A feature temporal attention based interleaved network for fast video object detection

Object detection in videos is a fundamental technology for applications such as monitoring. Since video frames are treated as independent input images, static detectors ignore the temporal information of objects when detecting objects in videos, generating redundant calculations in the detection process. In this paper, based on the spatiotemporal continuity of video objects, we propose an attention-guided dynamic video object detection method for fast detection. We define two frame attributes as key frame and non-key frame, then extract complete or shallow features, respectively. Distinct from the fixed key frame strategy used in previous studies, by measuring the feature similarity between frames, we develop a new key frame decision method to adaptively determine the attributes of the current frame. For the extracted shallow features of non-key frames, semantic enhancement and feature temporal attention (FTA) based feature propagation are performed to generate high-level semantic features in the designed temporal attention based feature propagation module (TAFPM).

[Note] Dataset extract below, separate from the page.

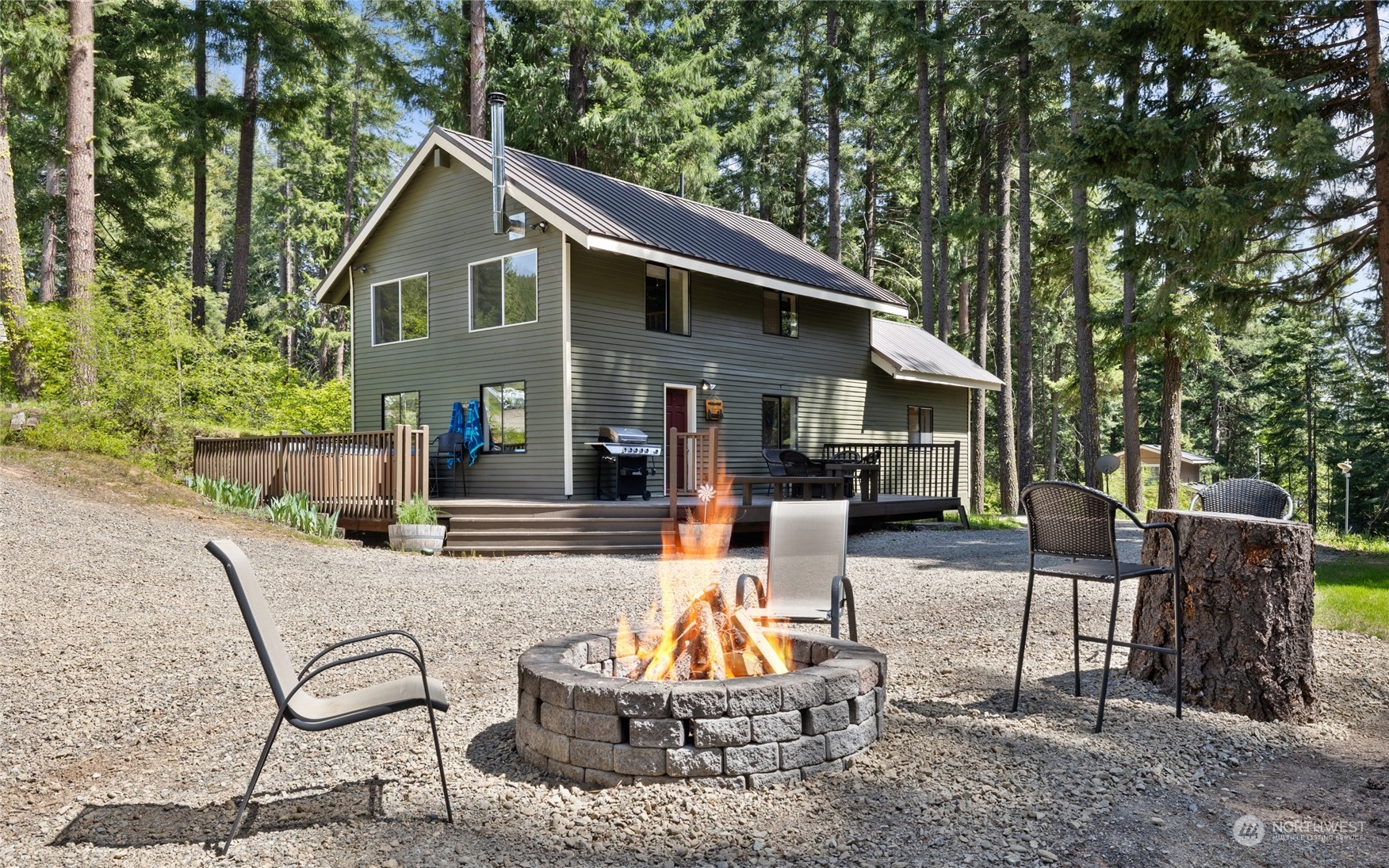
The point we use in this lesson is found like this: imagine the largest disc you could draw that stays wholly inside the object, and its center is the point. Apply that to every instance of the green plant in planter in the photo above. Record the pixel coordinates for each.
(417, 511)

Our method is evaluated on the ImageNet VID dataset. It runs at the speed of 21.53 fps, which is twice the speed of the base detector R-FCN. The mAP decline is only 0.2% compared to R-FCN. Effectively, the proposed method achieves comparable performance with the state-of-the-arts which focus on speed.

[1]  Thomas Brox,et al.  FlowNet: Learning Optical Flow with Convolutional Networks , 2015, 2015 IEEE International Conference on Computer Vision (ICCV).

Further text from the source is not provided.